A ilusão da inovação constante
Estudos apontam que 98% das inovações no mundo corporativo são incrementais. Pequenas, silenciosas, consistentes. Só 2% vêm das grandes rupturas (MassChallenge, 2023). Mas, e no discurso de LinkedIn, qual tem mais likes?
- Talvez a próxima grande entrega não venha de um hackathon, mas de uma terça-feira comum.
- Talvez ela venha dos dez 1:1s feitos com o time na semana.
- Talvez o que falte no planejamento do trimestre não seja mais uma iniciativa disruptiva, mas alguém cuidando da rotina com intenção.
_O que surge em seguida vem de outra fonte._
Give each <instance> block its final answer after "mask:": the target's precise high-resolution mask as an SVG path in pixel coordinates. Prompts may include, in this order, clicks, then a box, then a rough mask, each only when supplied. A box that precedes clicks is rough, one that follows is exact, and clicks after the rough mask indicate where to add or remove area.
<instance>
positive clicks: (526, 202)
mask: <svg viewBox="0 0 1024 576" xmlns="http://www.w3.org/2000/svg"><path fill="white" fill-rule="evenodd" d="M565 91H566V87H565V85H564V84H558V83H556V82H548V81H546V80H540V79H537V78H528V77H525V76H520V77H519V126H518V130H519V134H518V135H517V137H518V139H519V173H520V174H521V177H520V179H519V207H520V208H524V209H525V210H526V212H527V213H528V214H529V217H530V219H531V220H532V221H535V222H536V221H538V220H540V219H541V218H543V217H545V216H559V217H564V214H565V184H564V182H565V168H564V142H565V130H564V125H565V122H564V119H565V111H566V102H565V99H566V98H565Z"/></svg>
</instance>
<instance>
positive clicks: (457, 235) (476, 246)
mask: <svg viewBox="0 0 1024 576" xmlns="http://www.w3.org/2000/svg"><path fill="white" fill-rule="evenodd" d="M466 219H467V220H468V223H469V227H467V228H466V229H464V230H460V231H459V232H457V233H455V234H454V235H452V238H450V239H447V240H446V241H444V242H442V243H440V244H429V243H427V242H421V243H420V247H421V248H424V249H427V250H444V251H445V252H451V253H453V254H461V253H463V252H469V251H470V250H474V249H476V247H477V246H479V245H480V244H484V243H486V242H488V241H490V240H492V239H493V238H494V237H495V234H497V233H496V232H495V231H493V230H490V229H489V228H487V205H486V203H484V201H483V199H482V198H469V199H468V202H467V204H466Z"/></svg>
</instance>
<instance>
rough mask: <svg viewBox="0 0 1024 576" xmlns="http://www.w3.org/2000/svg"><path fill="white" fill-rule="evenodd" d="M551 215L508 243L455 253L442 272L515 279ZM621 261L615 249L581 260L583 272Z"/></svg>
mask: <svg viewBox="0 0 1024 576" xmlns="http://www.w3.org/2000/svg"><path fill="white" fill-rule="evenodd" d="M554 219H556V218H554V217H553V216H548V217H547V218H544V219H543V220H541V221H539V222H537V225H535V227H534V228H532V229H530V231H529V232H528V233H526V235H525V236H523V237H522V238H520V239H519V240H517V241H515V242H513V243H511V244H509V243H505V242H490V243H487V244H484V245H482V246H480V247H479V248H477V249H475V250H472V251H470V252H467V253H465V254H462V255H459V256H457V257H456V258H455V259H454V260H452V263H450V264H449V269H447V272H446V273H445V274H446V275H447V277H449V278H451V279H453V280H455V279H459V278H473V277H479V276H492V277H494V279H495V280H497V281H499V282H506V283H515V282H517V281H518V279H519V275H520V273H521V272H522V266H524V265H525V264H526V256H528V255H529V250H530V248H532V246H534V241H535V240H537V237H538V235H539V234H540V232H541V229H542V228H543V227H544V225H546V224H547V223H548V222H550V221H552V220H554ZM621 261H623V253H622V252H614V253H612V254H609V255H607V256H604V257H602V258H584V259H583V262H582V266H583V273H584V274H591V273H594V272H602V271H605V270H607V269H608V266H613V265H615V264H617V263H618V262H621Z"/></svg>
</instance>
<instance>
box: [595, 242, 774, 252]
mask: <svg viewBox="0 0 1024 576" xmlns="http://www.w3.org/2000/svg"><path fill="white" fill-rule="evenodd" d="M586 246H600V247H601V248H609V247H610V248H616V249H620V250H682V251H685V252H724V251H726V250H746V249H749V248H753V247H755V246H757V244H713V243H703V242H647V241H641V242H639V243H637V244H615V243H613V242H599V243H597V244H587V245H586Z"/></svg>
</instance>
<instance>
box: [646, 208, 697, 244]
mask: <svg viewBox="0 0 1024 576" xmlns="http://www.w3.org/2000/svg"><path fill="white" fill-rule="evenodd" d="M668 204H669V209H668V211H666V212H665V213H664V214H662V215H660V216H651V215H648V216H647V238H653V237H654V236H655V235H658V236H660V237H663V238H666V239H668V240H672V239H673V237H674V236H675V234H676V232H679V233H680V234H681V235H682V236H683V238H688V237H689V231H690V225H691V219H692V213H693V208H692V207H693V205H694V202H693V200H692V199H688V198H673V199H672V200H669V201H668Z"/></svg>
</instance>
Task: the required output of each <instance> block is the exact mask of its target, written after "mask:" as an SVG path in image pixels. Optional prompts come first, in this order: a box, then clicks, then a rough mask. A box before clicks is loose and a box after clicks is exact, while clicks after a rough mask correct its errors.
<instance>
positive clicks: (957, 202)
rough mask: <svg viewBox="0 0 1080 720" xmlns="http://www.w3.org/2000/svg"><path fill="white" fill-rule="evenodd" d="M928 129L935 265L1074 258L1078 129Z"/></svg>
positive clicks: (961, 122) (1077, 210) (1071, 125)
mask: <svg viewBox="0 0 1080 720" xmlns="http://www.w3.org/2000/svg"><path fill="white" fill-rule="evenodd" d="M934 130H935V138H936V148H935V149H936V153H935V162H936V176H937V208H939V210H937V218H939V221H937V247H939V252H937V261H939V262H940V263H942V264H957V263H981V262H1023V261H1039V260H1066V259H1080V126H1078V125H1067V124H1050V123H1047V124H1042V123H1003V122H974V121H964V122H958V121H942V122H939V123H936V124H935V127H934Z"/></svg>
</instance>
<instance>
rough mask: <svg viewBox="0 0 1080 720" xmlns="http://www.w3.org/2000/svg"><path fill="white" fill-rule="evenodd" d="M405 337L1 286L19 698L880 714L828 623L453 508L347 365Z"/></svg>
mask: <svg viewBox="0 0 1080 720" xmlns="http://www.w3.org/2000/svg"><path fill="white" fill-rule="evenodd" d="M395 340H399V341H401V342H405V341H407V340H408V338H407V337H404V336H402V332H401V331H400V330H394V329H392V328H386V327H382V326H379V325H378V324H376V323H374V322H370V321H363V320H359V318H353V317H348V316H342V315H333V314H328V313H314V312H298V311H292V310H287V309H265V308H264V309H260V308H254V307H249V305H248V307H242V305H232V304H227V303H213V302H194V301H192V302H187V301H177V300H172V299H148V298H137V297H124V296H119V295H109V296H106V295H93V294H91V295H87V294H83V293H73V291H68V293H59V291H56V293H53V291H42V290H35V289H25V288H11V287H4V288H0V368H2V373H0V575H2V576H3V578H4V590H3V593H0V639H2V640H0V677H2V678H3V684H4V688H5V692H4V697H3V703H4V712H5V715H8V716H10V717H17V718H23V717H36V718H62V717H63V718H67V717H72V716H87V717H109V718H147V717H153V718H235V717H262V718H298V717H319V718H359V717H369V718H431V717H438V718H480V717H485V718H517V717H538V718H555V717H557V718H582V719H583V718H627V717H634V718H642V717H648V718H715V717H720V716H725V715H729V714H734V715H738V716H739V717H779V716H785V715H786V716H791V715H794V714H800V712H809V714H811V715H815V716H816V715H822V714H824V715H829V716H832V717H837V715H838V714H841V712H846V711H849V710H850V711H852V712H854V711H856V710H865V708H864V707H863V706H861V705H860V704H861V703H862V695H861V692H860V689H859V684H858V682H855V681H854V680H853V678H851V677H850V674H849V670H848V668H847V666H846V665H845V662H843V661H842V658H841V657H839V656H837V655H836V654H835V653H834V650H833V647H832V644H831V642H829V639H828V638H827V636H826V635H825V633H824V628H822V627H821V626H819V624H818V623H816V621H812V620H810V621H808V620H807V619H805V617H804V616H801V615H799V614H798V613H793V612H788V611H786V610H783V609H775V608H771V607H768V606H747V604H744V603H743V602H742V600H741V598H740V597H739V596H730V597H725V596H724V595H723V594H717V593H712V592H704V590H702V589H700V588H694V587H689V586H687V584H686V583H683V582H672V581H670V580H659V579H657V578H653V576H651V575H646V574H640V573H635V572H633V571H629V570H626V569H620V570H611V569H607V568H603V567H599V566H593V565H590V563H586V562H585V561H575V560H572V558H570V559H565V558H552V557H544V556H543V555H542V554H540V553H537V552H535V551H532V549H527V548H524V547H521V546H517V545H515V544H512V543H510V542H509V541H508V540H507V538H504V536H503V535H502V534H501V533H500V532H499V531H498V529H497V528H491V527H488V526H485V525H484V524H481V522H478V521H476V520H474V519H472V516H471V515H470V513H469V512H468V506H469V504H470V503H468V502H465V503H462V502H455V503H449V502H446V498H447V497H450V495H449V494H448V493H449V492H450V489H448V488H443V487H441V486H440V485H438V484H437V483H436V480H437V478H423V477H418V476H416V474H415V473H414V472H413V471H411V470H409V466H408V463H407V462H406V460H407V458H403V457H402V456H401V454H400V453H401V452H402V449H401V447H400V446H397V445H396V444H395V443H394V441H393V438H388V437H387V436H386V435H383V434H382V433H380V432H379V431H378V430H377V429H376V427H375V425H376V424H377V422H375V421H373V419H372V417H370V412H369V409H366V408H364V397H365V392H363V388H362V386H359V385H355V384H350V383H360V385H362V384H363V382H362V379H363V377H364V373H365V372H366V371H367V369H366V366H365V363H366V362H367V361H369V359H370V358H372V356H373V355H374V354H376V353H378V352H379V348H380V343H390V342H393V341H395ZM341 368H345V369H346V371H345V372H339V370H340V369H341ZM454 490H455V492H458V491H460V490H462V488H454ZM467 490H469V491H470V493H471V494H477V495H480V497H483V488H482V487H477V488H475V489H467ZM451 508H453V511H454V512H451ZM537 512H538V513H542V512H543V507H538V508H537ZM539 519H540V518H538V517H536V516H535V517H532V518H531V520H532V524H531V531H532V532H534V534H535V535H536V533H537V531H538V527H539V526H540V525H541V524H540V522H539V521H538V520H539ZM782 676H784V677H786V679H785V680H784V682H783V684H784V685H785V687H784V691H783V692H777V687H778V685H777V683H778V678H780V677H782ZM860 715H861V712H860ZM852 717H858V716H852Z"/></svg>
Nem só rotina, nem só disrupção. Cadência
Claro que esse texto não termina com uma mensagem de autoajuda sobre “voltar para a rotina e tudo vai dar certo”. Porque aí eu estaria só maquiando o paradoxo que alugou minha cabeça nos últimos dias.
Focar só na rotina não resolve. Em especial, em negócios sem precedentes ou em contextos de early stage (estágio inicial). Poder se dar ao luxo de “só operar” é, sim, um privilégio. E dos grandes.
Então, em que lado eu estou?
Hoje, mais do que escolher lados, estou olhando para a cadência. Cadenciar entre atividades muito demandantes (que não vão riscar nenhum bullet hoje) e tarefas rápidas, mecânicas, que preservam energia e restauram clareza. Isso, talvez, seja o novo desenho da produtividade real.
E não só para mim. Mas para liderar melhor também. Para não exigir do time um extra-mile crônico que, num futuro próximo, pode virar só mais um commodity da área.
Refletindo sobre o texto propulsionador, percebo: no fim, é tudo biologia — como nosso cérebro opera; e matemática — o quanto a disciplina certa sustenta o resultado.
O que possivelmente sustenta o extraordinário é o ordinário bem feito.
E me atrevo a dizer: isso vale para liderar. E isso vale para viver.